Dutch government to limit free choice of doctor
The Cabinet wants to limit Netherlands residents’ freedom to choose their own doctor by no longer obliging health insurers to reimburse the bill for a doctor they don’t have a contract with. In practice, this means that people who choose a doctor outside their insurer’s network will have to pay a large part of the bill themselves, the Volkskrant reports.
The proposal forms part of a draft of the Integrated Care Agreement. The Agreement aims to reorganize healthcare and focuses on more cooperation between healthcare providers and ensuring care is available close to the patient.
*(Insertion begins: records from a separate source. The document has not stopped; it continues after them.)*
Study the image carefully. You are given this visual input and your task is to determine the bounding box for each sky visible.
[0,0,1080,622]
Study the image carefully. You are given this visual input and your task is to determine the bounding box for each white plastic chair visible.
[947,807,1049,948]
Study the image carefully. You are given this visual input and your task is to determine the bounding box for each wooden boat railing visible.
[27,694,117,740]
The Dutch healthcare system is under pressure due to rising costs, staff shortages, and the aging population. To make the system more effective, the government wants all healthcare providers in the 31 regions to work together and conclude contracts with health insurers and municipalities. Insured persons should then primarily get care from those partnerships. No longer obliging health insurers to reimburse non-contracted care should help with that.
The Cabinet also wants to reduce the pressure on general practitioners and district nurses, who are picking up the brunt of long waiting times in other types of care. “(Self-)care resources” online should help reduce the workload. The Cabinet also wants to set up an organization per region to help GPs, mental health services, and municipalities work better together. That should ensure that GPs are no longer responsible for people waiting for mental healthcare.
The Integrated Care Agreement also wants hospitals to specialize more and treat people outside the hospital if possible. “Close to home where possible for more simple specialist care, a little further from home for highly specialized complex care,” the plan states, according to the newspaper.